In his redshirt sophomore season, Boyd averaged 9.3 points and 2.7 rebounds in 23.9 minutes per game but was moved to the bench, starting only 14 of 27 games. Following the season, after May left to accept the job at Michigan, Boyd entered the transfer portal.

===San Diego State===
On April 30, 2024, Boyd committed to play for the San Diego State Aztecs. Boyd started in all 31 of the Aztecs' games, averaging 13.4 points and 3.9 rebounds in 29.9 minutes per game. At the conclusion of the regular season, Boyd was named All-Mountain West second team. Following the season, Boyd entered the transfer portal for a second time.

===Wisconsin===
On April 8, 2025, Boyd committed to play for the Wisconsin Badgers. On January 12, 2026, Boyd was named as Big Ten Conference Men's Basketball Player of the Week. This came after he put up 20 points, eight rebounds and five assists in the Badgers' 80–72 win over UCLA on January 6, 2026 and followed that with 22 points, six assists and five rebounds with no turnovers in the Badgers' upset 91–88 win over No. 2 Michigan on January 10, 2026. On February 16, 2025, Boyd was named the Men's Basketball Player of the Week for a second time after he put up 25 points, five rebounds with no turnovers in the Badgers' upset 92–90 overtime win over No. 8 Illinois on February 10, 2026, followed by a 29-point performance in a 92–71 win over No. 10 Michigan State on February 13, 2026. In the Big Ten Tournament, Boyd was named to the All-Tournament Team, following scoring a career-high 38 points in an upset 91–88 overtime win over Illinois.

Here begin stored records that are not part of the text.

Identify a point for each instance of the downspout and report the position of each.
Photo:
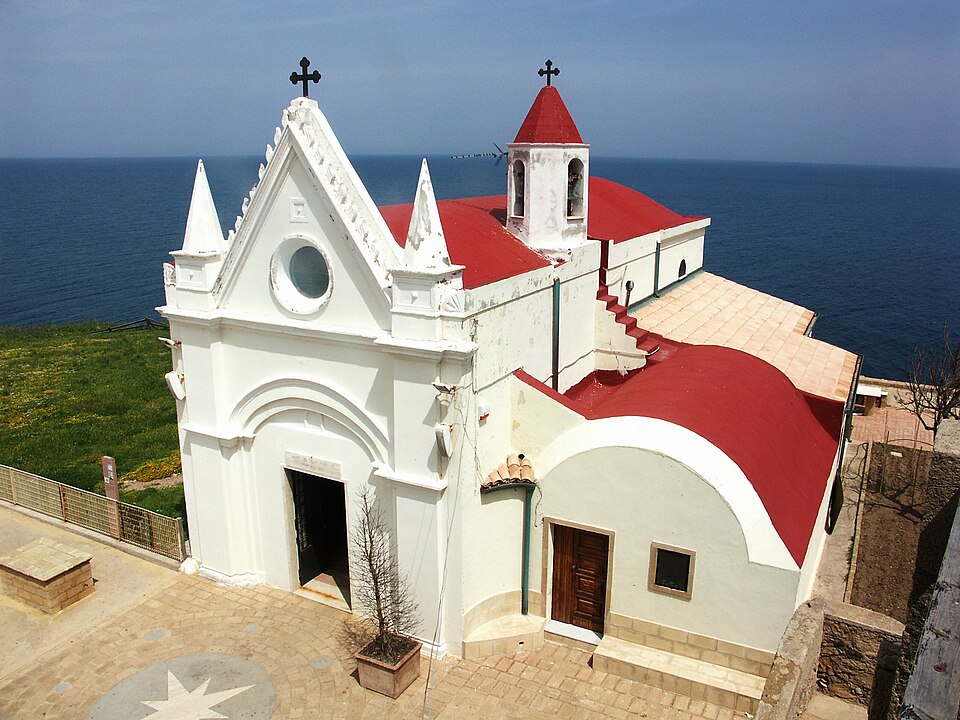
(556, 334)
(656, 271)
(527, 488)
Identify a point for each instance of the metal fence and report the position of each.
(119, 520)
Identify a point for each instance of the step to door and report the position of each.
(696, 679)
(503, 636)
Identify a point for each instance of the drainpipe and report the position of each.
(656, 271)
(556, 334)
(527, 488)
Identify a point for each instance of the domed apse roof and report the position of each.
(783, 440)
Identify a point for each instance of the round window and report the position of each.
(308, 272)
(300, 275)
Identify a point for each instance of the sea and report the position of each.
(873, 250)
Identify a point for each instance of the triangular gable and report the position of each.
(309, 189)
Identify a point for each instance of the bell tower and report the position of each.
(547, 179)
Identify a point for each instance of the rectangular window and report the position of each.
(671, 570)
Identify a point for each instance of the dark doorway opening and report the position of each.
(320, 521)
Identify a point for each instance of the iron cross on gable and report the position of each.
(304, 77)
(548, 72)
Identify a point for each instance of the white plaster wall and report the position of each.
(354, 300)
(492, 525)
(644, 497)
(577, 328)
(545, 224)
(515, 334)
(811, 561)
(687, 247)
(632, 260)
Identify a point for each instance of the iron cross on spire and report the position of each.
(548, 72)
(304, 77)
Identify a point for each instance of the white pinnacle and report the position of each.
(203, 225)
(426, 247)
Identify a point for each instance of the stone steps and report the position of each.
(658, 347)
(504, 635)
(696, 679)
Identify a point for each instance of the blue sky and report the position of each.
(835, 82)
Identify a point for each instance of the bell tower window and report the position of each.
(518, 188)
(575, 189)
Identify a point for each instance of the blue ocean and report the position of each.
(873, 250)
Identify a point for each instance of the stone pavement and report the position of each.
(266, 653)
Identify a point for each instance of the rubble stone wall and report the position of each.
(859, 655)
(793, 677)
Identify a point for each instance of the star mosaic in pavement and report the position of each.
(182, 704)
(206, 686)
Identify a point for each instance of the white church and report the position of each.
(573, 429)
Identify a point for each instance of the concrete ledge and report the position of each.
(696, 679)
(503, 636)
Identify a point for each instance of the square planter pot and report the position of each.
(389, 680)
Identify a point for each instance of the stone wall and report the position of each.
(792, 679)
(859, 655)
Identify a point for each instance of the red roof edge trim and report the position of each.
(549, 392)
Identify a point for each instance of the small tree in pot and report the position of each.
(390, 662)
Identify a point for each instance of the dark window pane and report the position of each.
(673, 570)
(308, 272)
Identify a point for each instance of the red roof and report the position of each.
(784, 441)
(548, 121)
(618, 213)
(476, 237)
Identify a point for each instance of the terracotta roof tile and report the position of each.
(517, 469)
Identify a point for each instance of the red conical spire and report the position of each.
(548, 121)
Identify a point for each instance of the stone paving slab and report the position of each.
(301, 646)
(151, 635)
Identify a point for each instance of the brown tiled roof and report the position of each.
(711, 310)
(516, 469)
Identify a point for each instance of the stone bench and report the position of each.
(47, 575)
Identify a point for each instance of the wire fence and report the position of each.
(120, 520)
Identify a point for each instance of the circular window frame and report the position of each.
(282, 285)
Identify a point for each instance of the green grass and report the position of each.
(72, 393)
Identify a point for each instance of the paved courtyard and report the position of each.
(186, 647)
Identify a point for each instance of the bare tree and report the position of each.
(933, 379)
(381, 591)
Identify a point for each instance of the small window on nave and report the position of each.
(575, 188)
(518, 188)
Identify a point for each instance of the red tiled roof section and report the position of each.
(548, 121)
(619, 213)
(476, 238)
(783, 440)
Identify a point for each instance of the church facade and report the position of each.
(546, 461)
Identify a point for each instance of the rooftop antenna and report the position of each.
(499, 155)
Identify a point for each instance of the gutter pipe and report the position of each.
(556, 334)
(527, 487)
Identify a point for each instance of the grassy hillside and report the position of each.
(72, 393)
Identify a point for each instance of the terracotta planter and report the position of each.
(389, 680)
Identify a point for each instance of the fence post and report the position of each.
(13, 486)
(113, 517)
(180, 542)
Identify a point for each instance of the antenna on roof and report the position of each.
(499, 155)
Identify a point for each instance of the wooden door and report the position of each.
(579, 577)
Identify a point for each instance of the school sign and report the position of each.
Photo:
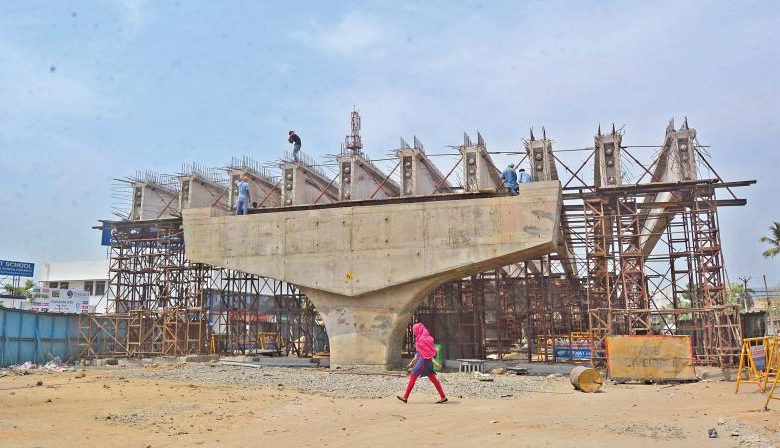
(16, 268)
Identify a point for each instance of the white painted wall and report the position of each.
(76, 273)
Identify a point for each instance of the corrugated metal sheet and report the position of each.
(37, 337)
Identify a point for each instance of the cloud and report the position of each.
(135, 14)
(355, 32)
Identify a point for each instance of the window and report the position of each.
(100, 288)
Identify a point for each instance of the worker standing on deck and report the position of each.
(523, 177)
(242, 204)
(296, 142)
(422, 363)
(510, 179)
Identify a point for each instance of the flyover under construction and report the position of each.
(637, 250)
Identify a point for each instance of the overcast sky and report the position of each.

Following the season, Boyd was named to the All-Big Ten Second Team.

==Professional career==
After going undrafted in the 2026 NBA draft, Boyd signed an Exhibit 10 deal with the Golden State Warriors on June 25.

==Career statistics==

===College===

| Year | Team | GP | GS | MPG | FG% | 3P% | FT% | RPG | APG | SPG | BPG | PPG |
|---|---|---|---|---|---|---|---|---|---|---|---|---|
| 2020–21 | Florida Atlantic | 23 | 0 | 15.0 | .423 | .400 | .769 | 2.0 | 1.8 | 0.4 | 0.1 | 5.1 |
| 2021–22 | Florida Atlantic | Redshirt |  |  |  |  |  |  |  |  |  |  |
| 2022–23 | Florida Atlantic | 38 | 37 | 23.9 | .449 | .400 | .622 | 4.3 | 2.4 | 0.8 | 0.0 | 8.9 |
| 2023–24 | Florida Atlantic | 27 | 14 | 23.9 | .400 | .341 | .842 | 2.7 | 1.8 | 0.9 | 0.0 | 9.3 |
| 2024–25 | San Diego State | 31 | 31 | 29.8 | .411 | .351 | .749 | 3.9 | 3.9 | 1.0 | – | 13.4 |
| 2025–26 | Wisconsin | 35 | 35 | 31.9 | .480 | .365 | .830 | 3.8 | 4.3 | 1.0 | 0.0 | 20.7 |
| Career |  | 154 | 117 | 25.5 | .443 | .369 | .783 | 3.5 | 2.9 | 0.8 | 0.0 | 12.0 |

Source:

==Personal life==
Boyd is a Christian. He is the nephew of former Rutgers head coach, Fred Hill.